Symon‘s large “Art Zoo” studio is a bit further down, and this entertaining American (who ran away from home when he was 17 to look for writer Henry Miller) has lived in Indonesia for decades, producing paintings drawing on Balinese customs and pop art. He said he was moving from this location, but welcomes visitors to his “Art Zoo Camp Color”, two hours north of Ubud (inquiries: firstname.lastname@example.org).
Eating is also an art, and Ubud is fortunate to have a world-class restaurant in Mozaic, located approximately halfway between Sika and Neka. Mozaic serves culinary art – an innovative blend of classic French techniques and Indonesian ingredients. It offers an experience rather than just a meal; on arrival guests relax in the slickly modern lounge with a canapé before they are escorted to the tropical gardens, where the soft lighting is perfect for romantic foodies.

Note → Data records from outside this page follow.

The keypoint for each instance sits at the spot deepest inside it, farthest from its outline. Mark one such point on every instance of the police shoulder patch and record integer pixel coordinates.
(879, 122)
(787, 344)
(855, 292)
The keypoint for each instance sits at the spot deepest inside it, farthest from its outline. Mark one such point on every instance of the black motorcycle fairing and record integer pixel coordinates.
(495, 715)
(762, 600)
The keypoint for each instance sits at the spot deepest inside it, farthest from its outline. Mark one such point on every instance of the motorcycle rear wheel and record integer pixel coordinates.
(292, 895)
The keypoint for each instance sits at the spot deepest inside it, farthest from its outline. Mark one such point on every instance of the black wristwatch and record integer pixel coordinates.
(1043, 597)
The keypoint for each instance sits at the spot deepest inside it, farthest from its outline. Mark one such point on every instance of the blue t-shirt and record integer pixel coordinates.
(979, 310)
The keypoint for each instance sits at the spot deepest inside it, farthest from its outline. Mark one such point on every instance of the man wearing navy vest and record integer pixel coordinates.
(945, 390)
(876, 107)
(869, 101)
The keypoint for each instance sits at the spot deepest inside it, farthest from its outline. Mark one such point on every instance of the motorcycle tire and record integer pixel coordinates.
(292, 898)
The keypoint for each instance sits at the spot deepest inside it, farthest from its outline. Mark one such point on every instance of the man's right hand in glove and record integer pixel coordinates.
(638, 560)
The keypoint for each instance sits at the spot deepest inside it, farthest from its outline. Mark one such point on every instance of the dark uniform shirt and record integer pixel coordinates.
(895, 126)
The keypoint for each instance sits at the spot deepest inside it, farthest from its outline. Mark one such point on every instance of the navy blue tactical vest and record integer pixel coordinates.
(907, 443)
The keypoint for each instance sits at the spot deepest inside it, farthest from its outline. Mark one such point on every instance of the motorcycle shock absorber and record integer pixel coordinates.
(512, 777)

French-American chef Chris Salans opened his award-winning venture in 2001, and it was the first restaurant in SE Asia to be recognized as one of Les Grandes Tables du Monde, and is listed as the best restaurant in Indonesia by Asia’s 50 Best Restaurants 2013. Diners choose from four six-course degustation menus, including a vegetarian option, with optional wine pairings by sommelier Cok Bagus Senajaya from the excellent winelist. The “Discovery” menu incorporated local ingredients, such as ginger flower (its gel a rose-flushed base for seared king prawns), delicately spiced baby starfruit with glazed Tasmanian salmon in a perfectly seasoned broth, and sweet kluwek puree accompanying a slow-roasted duck breast with a crunchy orange-hazelnut salad.
Continue down the hill, towards the Wos River ravine and Campuhan Bridges, towards town, and on the right there will be signs for the Antonio Blanco museum, dedicated to preserving the flamboyant works of the “Bali Dali”.
Across the bridge going up on the left hand side, an Australian teacher called Sandy Elliott recently opened Sari Aktif, an agency for organizing all kinds of local activities. If you want to commission a work and don’t where to start, she knows a range of local artists and can offer guidance.
In busy Monkey Forest Rd, Komaneka is an attractive modern gallery with changing exhibitions. Ubud also has many shops selling homewares. For the best shopping, head north on Jalan Raya Andong (the road to the Tegallalang rice terraces) – it’s a virtualhandicrafts highway.
For art with less bustle, there is Alam Puri Art Museum & Resort, a boutique hotel with gardens and innumerable water features that are a work of beauty in themselves. To reach its 10 villas of varying sizes and sumptuousness, you pass its own gallery, the Putrawan Museum of Art, which contains the only collection of tribal art in Indonesia.
Located about 20 minutes south of Ubud (shuttle provided), Alam (meaning view) Puri (meaning kingdom) is set in about three acres of grounds, with a view of another 70 acres of peaceful rice paddies. The villas are named after artists – and feature plenty of art – as the owner is a collector and painter. It also has an intimate spa, next to the small river, open to light breezes, where relaxing but firm Balinese massage is accompanied by the sound of birds and tumbling water.
Back in Ubud again, the Agung Rai Museum of Art, is another venerable institution in attractive grounds which shows traditional and contemporary works. On my first visit to Ubud I recall seeing a cremation (street procession, body exhumed and placed in decorated bull for incineration) in the Monkey Forest in the morning, and paintings of past cremations that were remarkably similar at ARMA that afternoon.
Of course not everyone comprehends the need to create art. But most people understand the need to dispose of garbage, and they might appreciate Oh Waste in Jalan Jembawan (near the post office) where recycle artist Pat makes bracelets and accessories from old tyres and discarded toothbrushes.